This is the dream I had last night.
I don't know where we are or how we got here. More importantly, I don't know why you're with me. Last I checked, you hated me and refused to even look at me. Every detail about you is exactly the way I remember it, except your hair is short. You cut it awhile back, I remember. Your eyes are just as beautiful, your smile just as captivating.
I run my fingers through your hair and realise my memory didn't do it justice. It's silky, soft and dark. Only now there's less to entwine my fingers in. You pull me in your arms and I lean back against your chest. This is not unfamiliar. We've lain this way countless times before, and I wait for what is sure to happen next.
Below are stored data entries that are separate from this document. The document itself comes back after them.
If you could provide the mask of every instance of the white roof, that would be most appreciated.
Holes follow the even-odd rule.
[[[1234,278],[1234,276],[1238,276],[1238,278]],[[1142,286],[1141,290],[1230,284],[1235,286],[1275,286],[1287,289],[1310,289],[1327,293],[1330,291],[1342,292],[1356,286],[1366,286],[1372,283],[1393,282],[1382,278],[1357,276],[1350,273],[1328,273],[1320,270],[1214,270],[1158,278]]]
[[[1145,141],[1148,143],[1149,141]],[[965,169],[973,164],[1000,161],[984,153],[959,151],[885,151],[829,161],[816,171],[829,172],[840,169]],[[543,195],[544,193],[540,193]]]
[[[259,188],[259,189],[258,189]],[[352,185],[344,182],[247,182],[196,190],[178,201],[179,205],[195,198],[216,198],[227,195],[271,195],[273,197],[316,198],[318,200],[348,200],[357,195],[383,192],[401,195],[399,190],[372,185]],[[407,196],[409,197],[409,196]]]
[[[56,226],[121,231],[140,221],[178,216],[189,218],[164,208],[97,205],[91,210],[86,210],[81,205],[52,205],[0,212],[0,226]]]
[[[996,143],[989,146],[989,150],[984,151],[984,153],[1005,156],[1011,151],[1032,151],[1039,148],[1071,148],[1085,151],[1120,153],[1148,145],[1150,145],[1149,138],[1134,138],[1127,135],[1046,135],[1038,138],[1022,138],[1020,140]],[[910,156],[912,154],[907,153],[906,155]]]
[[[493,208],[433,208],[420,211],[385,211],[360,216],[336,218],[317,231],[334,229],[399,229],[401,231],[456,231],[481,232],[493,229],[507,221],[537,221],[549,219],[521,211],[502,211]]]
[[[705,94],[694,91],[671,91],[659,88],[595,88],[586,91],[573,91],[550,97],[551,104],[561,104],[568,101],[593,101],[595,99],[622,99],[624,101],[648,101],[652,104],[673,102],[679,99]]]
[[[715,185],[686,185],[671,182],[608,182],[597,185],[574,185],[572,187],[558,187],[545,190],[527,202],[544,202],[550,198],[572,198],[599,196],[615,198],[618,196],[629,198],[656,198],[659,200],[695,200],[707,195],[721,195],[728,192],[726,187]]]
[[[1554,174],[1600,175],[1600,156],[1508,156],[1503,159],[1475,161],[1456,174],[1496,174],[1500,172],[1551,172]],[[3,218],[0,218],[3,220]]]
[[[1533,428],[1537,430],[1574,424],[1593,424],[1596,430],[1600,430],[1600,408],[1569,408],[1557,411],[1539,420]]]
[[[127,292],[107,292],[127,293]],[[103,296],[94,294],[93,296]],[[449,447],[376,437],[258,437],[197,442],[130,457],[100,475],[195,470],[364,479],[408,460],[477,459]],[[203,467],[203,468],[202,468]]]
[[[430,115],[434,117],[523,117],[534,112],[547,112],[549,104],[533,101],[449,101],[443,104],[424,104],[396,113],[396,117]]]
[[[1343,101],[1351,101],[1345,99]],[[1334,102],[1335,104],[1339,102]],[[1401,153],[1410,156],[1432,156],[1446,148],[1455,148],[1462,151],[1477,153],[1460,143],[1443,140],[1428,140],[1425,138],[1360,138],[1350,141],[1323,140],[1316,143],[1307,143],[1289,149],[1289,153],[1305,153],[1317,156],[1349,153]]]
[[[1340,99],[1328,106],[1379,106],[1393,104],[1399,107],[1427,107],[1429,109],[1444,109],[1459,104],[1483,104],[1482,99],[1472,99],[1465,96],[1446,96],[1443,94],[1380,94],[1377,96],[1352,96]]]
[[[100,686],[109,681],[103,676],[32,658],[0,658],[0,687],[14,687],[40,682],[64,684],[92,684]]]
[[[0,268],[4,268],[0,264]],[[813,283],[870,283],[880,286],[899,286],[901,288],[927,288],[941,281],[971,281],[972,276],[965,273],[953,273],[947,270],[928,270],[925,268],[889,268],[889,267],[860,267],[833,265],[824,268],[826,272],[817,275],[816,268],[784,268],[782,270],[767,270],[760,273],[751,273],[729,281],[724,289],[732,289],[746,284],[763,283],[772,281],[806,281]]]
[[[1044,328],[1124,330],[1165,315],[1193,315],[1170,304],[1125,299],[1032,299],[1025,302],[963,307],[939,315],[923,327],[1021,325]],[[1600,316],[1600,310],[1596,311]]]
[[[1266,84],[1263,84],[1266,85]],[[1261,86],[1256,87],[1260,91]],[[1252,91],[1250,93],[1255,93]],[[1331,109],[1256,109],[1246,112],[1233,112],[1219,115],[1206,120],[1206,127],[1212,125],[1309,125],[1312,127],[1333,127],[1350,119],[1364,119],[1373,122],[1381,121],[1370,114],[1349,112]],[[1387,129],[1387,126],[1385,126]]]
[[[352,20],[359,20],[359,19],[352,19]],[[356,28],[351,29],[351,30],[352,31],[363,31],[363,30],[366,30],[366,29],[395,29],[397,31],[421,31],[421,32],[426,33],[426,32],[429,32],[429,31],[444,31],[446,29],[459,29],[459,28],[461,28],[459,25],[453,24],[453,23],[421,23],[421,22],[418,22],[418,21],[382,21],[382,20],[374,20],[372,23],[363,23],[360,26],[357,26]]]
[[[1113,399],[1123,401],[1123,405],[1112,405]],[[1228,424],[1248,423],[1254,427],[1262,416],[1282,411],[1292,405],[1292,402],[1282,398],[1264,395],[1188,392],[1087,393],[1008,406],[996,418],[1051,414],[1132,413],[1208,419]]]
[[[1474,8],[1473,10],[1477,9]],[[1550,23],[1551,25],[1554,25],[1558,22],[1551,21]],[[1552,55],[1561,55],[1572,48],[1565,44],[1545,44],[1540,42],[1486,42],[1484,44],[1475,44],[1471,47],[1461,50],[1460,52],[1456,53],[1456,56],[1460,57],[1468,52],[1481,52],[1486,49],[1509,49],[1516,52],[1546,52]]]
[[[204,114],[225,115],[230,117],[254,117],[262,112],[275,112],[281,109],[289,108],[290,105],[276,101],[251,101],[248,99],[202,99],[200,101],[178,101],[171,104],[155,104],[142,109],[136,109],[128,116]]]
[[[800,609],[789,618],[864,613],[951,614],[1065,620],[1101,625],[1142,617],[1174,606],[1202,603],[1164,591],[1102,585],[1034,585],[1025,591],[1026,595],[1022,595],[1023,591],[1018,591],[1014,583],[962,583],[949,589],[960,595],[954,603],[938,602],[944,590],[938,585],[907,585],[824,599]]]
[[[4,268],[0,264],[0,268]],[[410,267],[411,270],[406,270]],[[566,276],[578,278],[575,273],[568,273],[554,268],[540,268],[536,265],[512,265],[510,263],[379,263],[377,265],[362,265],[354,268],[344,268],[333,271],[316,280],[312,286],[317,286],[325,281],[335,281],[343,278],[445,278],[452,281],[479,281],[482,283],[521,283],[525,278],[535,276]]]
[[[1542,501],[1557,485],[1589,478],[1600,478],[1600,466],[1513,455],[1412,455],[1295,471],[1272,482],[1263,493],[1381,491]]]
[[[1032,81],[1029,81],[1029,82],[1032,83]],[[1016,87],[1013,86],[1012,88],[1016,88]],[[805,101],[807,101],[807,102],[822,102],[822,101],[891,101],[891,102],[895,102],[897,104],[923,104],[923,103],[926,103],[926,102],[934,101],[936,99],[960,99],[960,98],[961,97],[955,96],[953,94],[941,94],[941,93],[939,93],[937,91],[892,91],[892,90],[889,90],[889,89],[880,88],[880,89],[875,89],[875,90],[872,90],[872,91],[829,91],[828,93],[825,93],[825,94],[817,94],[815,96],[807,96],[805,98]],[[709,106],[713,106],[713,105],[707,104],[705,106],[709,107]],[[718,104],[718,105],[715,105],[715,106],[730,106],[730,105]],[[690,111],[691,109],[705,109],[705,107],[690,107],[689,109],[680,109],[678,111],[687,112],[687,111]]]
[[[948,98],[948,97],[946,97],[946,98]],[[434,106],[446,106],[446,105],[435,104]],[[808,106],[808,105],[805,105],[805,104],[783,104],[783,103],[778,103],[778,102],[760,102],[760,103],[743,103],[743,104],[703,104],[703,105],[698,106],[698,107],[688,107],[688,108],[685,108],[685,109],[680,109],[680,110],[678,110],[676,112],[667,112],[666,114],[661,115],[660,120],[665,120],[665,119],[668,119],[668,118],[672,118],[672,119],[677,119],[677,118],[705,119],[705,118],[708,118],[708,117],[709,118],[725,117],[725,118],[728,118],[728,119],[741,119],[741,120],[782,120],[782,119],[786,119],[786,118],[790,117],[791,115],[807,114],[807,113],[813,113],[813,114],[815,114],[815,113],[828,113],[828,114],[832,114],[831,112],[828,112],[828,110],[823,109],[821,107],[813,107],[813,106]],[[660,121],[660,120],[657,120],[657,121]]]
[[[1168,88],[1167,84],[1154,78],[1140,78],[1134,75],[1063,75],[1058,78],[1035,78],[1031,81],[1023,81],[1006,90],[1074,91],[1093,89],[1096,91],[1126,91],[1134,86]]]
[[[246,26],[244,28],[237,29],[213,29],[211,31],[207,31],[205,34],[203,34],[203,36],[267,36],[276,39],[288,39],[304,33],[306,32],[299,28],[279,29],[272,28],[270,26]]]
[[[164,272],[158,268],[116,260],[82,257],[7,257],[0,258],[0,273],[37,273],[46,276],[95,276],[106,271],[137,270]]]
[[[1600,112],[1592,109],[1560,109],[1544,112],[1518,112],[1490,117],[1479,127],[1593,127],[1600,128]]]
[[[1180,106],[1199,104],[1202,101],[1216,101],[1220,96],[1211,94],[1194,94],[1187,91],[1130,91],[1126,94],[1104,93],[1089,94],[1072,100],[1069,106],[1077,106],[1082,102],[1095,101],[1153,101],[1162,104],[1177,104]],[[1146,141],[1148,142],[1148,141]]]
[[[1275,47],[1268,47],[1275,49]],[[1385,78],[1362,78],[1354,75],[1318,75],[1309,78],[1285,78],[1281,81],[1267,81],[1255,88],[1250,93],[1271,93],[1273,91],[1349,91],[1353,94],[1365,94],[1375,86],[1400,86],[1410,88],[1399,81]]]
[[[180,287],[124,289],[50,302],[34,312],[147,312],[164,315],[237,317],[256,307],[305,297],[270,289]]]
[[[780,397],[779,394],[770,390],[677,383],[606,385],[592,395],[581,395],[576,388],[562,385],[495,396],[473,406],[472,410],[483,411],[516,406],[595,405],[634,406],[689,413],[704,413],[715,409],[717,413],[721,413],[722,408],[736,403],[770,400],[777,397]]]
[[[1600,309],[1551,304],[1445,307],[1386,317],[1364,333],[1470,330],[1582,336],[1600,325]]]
You lean forward, and just before I feel your lips touch mine, you pull away, that all-too familiar smirk on your face. As always, I sigh impatiently and wait to see how long this will continue. After a few seconds, I decide to act and I wrap my arm around you and pull you closer, savouring the moment when our lips meet. This is even better than I remember, more wonderful than I could have thought possible.
My eyes open to the sounds of my television in the dark room. My body is shaking and as I feel the pillow beneath my head and the crisp sheets under my fingers, it suddenly hits me. I feel the tears threaten to fall, and I turn over, hoping that I can escape this in some way. Even after almost two years of your absence, you're still in my thoughts, invading my dreams. I feel the last piece of my heart shatter.